From our perspective at Convert Technologies, this strongly reflects what we’re seeing on the ground. Working alongside Babcock on naval dockyard programmes and in wider defence conversations, the shift toward more collaborative, SME-enabled delivery is real and gathering momentum.
A Few Reflections That Really Resonate:
🔹 𝗙𝗿𝗼𝗺 𝗴𝗮𝘁𝗲𝗸𝗲𝗲𝗽𝗲𝗿𝘀 𝘁𝗼 𝗲𝗻𝗮𝗯𝗹𝗲𝗿𝘀
The call for Primes to act as partners, not just intermediaries, is spot on. In practice, we’re already seeing this evolve with Babcock creating space for SMEs to contribute meaningfully to delivery, not just supply into it.
🔹 𝗙𝗿𝗼𝗺 𝗽𝗿𝗼𝗰𝗲𝘀𝘀 𝘁𝗼 𝗽𝗮𝗰𝗲
The report highlights the mismatch between SME agility and traditional procurement. Bridging that gap isn’t just about reform, it’s about mindset. Where this works well, teams prioritise outcomes over process.
🔹 𝗙𝗿𝗼𝗺 𝗮𝗰𝗰𝗲𝘀𝘀 𝘁𝗼 𝗶𝗻𝘁𝗲𝗴𝗿𝗮𝘁𝗶𝗼𝗻
It’s not just about getting SMEs ‘through the door’, it’s about integrating them into programmes early, where they can genuinely shape capability.

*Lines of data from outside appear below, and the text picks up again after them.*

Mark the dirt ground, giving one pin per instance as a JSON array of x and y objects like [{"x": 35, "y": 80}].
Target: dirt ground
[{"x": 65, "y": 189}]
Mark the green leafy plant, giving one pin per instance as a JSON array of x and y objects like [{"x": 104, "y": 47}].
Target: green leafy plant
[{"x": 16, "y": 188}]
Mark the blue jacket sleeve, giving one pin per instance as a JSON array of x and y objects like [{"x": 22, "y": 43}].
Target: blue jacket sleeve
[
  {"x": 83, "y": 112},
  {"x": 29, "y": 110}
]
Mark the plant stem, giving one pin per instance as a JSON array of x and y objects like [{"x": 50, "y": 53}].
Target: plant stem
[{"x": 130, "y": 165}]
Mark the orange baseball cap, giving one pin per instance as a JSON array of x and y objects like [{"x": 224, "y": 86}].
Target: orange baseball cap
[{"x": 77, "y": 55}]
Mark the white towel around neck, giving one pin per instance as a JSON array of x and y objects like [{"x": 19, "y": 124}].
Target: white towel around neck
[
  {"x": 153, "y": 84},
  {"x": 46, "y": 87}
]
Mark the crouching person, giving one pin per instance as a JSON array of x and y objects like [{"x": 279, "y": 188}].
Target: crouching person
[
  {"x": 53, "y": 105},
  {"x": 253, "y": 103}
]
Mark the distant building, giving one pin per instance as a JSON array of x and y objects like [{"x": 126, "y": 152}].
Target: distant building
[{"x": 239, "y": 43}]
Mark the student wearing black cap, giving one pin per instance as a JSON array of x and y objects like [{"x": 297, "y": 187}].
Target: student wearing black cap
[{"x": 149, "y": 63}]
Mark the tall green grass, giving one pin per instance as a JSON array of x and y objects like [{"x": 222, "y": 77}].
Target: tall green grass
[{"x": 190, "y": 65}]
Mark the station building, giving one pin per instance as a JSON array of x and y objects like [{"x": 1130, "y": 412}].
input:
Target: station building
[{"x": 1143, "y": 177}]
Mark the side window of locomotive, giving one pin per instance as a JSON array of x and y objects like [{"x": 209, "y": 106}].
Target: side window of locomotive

That’s where real value is unlocked.
🔹 𝗙𝗿𝗼𝗺 𝗿𝗵𝗲𝘁𝗼𝗿𝗶𝗰 𝘁𝗼 𝗮𝗰𝘁𝗶𝗼𝗻
Perhaps most importantly, the report recognises the window for change is now. The combination of SDR, DIS and increased defence investment creates a rare alignment of policy and intent, but it only matters if we execute.
At Convert, we see ourselves as part of this evolving ecosystem, bringing specialist capability, agility and delivery focus into complex environments like naval dockyards, while working closely with partners like Babcock to make that integration work in practice.
There’s also a strong cultural signal: defence is becoming more open, collaborative, and innovation led. That’s good for SMEs, good for Primes, and critical for UK capability.
Excited to continue building on this momentum, and particularly to support the next phase of collaboration, including upcoming SME-focused initiatives with Babcock.
"The direction of travel is clear. Now it's about scaling what works."